Is there a totally ordered set we can map any other totally ordered set to?

Question

Are there any totally ordered sets $O$ with $|O|\ge|\mathbb N|$ such that for each totally ordered set $S$ with $|S|\le|O|$ there is function $f_S\colon S\mapsto O$ such that $\forall_{x,y\in S}x\le y\leftrightarrow f_S(x)\le f_S(y)$?

Answer 1

(I'm posting this as an answer because it's too long for a comment, but I'm out of my depth here:)

It seems from $\S6$ of Normal J. Alling's Conway's field of surreal numbers, Trans.
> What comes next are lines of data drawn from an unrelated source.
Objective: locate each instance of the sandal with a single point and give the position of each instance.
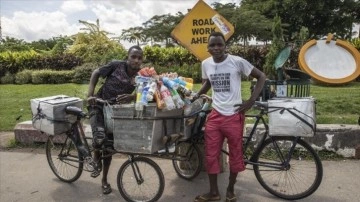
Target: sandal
(106, 189)
(207, 197)
(233, 199)
(95, 174)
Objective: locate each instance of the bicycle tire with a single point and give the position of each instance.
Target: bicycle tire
(151, 185)
(64, 159)
(190, 167)
(299, 179)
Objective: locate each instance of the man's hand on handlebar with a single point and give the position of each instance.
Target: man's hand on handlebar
(91, 100)
(245, 106)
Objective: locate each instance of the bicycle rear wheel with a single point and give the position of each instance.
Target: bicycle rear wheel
(140, 179)
(295, 180)
(64, 159)
(188, 160)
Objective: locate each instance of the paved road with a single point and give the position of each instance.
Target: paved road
(26, 177)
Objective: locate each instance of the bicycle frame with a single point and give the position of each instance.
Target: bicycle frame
(259, 119)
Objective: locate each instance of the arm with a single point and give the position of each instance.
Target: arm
(260, 76)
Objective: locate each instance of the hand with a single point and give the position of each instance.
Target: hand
(91, 100)
(125, 98)
(245, 106)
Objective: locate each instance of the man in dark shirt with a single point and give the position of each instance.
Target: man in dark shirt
(119, 84)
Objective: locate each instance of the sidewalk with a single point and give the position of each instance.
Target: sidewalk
(26, 177)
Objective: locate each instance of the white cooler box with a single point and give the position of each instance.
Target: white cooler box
(285, 122)
(48, 113)
(143, 135)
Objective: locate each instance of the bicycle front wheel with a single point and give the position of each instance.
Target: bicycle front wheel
(63, 159)
(140, 179)
(188, 160)
(296, 179)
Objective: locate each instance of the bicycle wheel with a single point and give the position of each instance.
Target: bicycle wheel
(63, 159)
(140, 180)
(189, 161)
(294, 180)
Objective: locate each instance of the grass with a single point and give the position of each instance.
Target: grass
(335, 105)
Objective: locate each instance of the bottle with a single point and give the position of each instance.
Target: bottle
(177, 99)
(151, 92)
(138, 104)
(169, 83)
(184, 91)
(159, 101)
(142, 79)
(166, 96)
(189, 82)
(144, 94)
(180, 81)
(205, 107)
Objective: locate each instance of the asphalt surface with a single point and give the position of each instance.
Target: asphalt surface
(26, 176)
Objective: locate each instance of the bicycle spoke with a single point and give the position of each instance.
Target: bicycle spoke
(298, 177)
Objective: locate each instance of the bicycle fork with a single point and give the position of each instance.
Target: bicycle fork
(136, 170)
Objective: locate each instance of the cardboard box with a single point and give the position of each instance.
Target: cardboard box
(144, 133)
(49, 116)
(283, 123)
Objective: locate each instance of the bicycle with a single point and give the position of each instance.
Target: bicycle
(285, 166)
(66, 160)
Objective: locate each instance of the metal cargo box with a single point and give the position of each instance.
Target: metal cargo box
(48, 113)
(293, 117)
(143, 134)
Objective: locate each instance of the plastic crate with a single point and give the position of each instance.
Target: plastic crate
(144, 134)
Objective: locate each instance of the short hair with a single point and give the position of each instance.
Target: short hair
(217, 34)
(134, 47)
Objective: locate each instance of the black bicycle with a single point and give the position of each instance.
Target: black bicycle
(138, 179)
(285, 166)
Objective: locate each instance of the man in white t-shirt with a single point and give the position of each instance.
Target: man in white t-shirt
(222, 72)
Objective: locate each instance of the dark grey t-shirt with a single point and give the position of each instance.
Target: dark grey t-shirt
(117, 81)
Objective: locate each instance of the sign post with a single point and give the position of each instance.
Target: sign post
(193, 31)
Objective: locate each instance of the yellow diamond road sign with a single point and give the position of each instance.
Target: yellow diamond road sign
(193, 31)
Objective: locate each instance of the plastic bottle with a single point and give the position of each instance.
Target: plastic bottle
(169, 83)
(166, 96)
(184, 91)
(180, 81)
(138, 104)
(189, 82)
(159, 101)
(142, 79)
(144, 94)
(151, 92)
(177, 99)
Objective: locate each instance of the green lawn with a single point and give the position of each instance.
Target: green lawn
(335, 105)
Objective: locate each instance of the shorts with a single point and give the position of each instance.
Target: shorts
(217, 128)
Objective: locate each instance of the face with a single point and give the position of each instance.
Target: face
(216, 47)
(135, 59)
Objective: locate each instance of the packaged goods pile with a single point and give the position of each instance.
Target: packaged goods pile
(168, 90)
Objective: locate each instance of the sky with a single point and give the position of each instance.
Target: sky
(32, 20)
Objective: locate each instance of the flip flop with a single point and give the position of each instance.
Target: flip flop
(95, 174)
(106, 189)
(205, 197)
(233, 199)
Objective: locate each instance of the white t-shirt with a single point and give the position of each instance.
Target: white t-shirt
(225, 79)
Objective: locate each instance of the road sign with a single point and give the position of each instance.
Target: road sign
(193, 31)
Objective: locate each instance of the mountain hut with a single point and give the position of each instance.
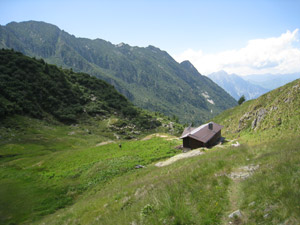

AMS 287, no. 1 (1985) that for every ordinal $\alpha$, if $\omega_{\alpha + 1}$ denotes the least ordinal of power $\aleph_{\alpha + 1}$, and $$ S_{\alpha + 1} = \{f \in \{0, 1\}^{\omega_{\alpha + 1}}: \exists \beta < \omega_{\alpha + 1} \text{ s.t. } f(\beta) = 1, f(\gamma) = 0 \text{ if } \beta < \gamma < \omega_{\alpha + 1} \}, $$ then any totally ordered set of power at most $\aleph_{\alpha + 1}$ has an order-preserving map into $S_{\alpha + 1}$. By $\S4$, under GCH, $S_{\alpha + 1}$ may be replaced by a set of power $\aleph_{\alpha + 1}$, which would answer your question.

(I see the question has been edited. The condition was originally $\left\lvert{O}\right\rvert > \left\lvert\mathbb{N}\right\rvert = \aleph_0$.)